The majority of the employment startups generate remains as new firms age, creating a lasting impact on the economy, according to this study.

Michael Horrell and Robert Litan
Ewing Marion Kauffman Foundation

Abstract:

We analyze a Business Dynamics Statistics (BDS) dataset broken out by firm age to determine how total employment in startups changes as startups age. Conventional thinking on employment from startups is that many of the new jobs created by startups evaporate over the course of just a few years as firms exit the market. By tracking cohorts of firms started from 1977–2000, we find this to not be the case. While many firms exit over the life of each cohort (destroying jobs), other firms also grow (creating jobs). This growth in employment partially balances out the jobs lost by closing and shrinking firms.

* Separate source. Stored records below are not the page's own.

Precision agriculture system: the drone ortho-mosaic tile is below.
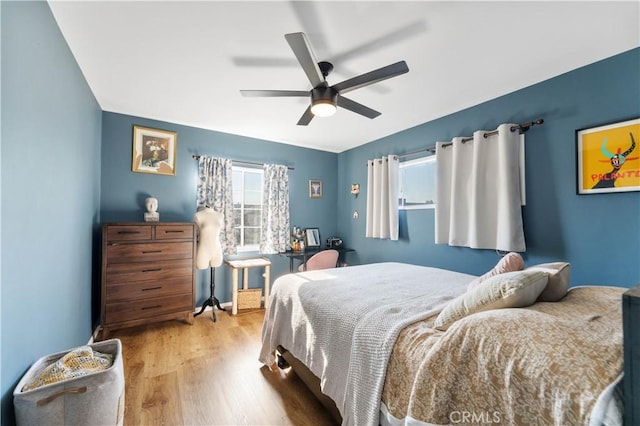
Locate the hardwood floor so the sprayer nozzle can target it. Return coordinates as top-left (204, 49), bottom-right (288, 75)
top-left (101, 310), bottom-right (335, 426)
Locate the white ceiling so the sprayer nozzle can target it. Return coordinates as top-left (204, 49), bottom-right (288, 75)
top-left (49, 1), bottom-right (640, 152)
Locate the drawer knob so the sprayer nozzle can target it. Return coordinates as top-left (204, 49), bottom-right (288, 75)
top-left (142, 305), bottom-right (162, 311)
top-left (142, 286), bottom-right (162, 291)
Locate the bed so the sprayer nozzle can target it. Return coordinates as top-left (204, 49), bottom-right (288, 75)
top-left (259, 263), bottom-right (625, 425)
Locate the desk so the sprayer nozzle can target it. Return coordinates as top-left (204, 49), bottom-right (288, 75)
top-left (278, 247), bottom-right (355, 272)
top-left (224, 257), bottom-right (271, 315)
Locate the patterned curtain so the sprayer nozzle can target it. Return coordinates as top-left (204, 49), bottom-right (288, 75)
top-left (260, 164), bottom-right (290, 253)
top-left (196, 155), bottom-right (237, 254)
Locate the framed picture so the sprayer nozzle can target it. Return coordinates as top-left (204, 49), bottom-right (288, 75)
top-left (309, 179), bottom-right (322, 198)
top-left (576, 118), bottom-right (640, 194)
top-left (131, 126), bottom-right (178, 176)
top-left (304, 228), bottom-right (320, 247)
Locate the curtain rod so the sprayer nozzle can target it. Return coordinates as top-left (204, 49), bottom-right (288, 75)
top-left (398, 118), bottom-right (544, 158)
top-left (191, 155), bottom-right (295, 170)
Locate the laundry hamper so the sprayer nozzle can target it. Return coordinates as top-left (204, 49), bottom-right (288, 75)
top-left (13, 339), bottom-right (124, 426)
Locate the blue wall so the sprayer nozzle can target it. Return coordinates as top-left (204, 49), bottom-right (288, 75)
top-left (0, 1), bottom-right (101, 425)
top-left (338, 49), bottom-right (640, 287)
top-left (100, 112), bottom-right (338, 306)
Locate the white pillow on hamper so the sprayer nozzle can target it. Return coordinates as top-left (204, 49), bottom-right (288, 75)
top-left (433, 270), bottom-right (548, 331)
top-left (525, 262), bottom-right (571, 302)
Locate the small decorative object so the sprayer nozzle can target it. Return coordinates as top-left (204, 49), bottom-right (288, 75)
top-left (131, 126), bottom-right (178, 176)
top-left (144, 197), bottom-right (160, 222)
top-left (309, 179), bottom-right (322, 198)
top-left (351, 183), bottom-right (360, 198)
top-left (576, 118), bottom-right (640, 194)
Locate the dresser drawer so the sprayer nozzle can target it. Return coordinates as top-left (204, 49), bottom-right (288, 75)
top-left (107, 241), bottom-right (193, 264)
top-left (106, 259), bottom-right (193, 284)
top-left (107, 225), bottom-right (153, 241)
top-left (106, 294), bottom-right (193, 324)
top-left (107, 275), bottom-right (193, 303)
top-left (156, 225), bottom-right (194, 240)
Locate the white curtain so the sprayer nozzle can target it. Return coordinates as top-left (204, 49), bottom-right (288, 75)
top-left (435, 124), bottom-right (526, 252)
top-left (365, 155), bottom-right (400, 240)
top-left (196, 155), bottom-right (237, 254)
top-left (260, 164), bottom-right (289, 253)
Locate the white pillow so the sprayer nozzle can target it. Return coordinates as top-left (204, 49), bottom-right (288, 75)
top-left (525, 262), bottom-right (571, 302)
top-left (434, 270), bottom-right (548, 330)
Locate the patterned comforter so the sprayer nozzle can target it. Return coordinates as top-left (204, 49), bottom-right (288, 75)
top-left (381, 287), bottom-right (625, 425)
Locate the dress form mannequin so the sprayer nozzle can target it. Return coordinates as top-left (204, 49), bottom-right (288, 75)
top-left (193, 206), bottom-right (225, 322)
top-left (193, 207), bottom-right (224, 269)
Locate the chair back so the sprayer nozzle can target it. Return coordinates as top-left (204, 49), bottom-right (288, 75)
top-left (305, 250), bottom-right (338, 271)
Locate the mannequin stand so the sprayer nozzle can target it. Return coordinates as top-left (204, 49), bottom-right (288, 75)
top-left (194, 267), bottom-right (226, 322)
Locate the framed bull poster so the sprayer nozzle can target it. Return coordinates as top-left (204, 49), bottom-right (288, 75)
top-left (576, 118), bottom-right (640, 194)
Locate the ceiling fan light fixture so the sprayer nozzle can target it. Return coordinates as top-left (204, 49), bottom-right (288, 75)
top-left (311, 86), bottom-right (338, 117)
top-left (311, 99), bottom-right (337, 117)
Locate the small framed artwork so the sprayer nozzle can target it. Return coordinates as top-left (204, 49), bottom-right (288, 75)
top-left (576, 118), bottom-right (640, 194)
top-left (309, 179), bottom-right (322, 198)
top-left (304, 228), bottom-right (320, 248)
top-left (131, 126), bottom-right (178, 176)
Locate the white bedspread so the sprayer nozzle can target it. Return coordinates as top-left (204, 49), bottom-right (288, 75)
top-left (260, 263), bottom-right (475, 426)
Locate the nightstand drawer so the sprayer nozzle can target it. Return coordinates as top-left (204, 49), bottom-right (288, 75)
top-left (156, 225), bottom-right (194, 240)
top-left (107, 225), bottom-right (153, 241)
top-left (107, 241), bottom-right (193, 264)
top-left (107, 275), bottom-right (193, 304)
top-left (106, 259), bottom-right (193, 284)
top-left (106, 294), bottom-right (193, 324)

We also look at how recessions affect employment in these cohorts of firms. We find that starting a firm during a recession does not affect employment levels five years later, but cohorts of firms exposed to prolonged recessions did experience significantly lower employment levels.

Key Findings

  • Cohorts of firms started each year retain, on average, 80 percent of their initial total employment to age five.
  • Older cohorts of firms exhibit increasingly higher employment retention rates over five years, but these rates are not substantially higher than those of new startup cohorts.
  • Cohorts that start during a recession hire fewer people in the first few years following their birth, but they catch back up to the same levels of employment at age five.
  • Prolonged recessions, on the other hand, appear to lower employment among cohorts. Cohorts at age five that had survived through portions of three recession years had roughly 10 percent less employment (as compared to their startup years) than cohorts of firms that encountered no recessions in their first five years.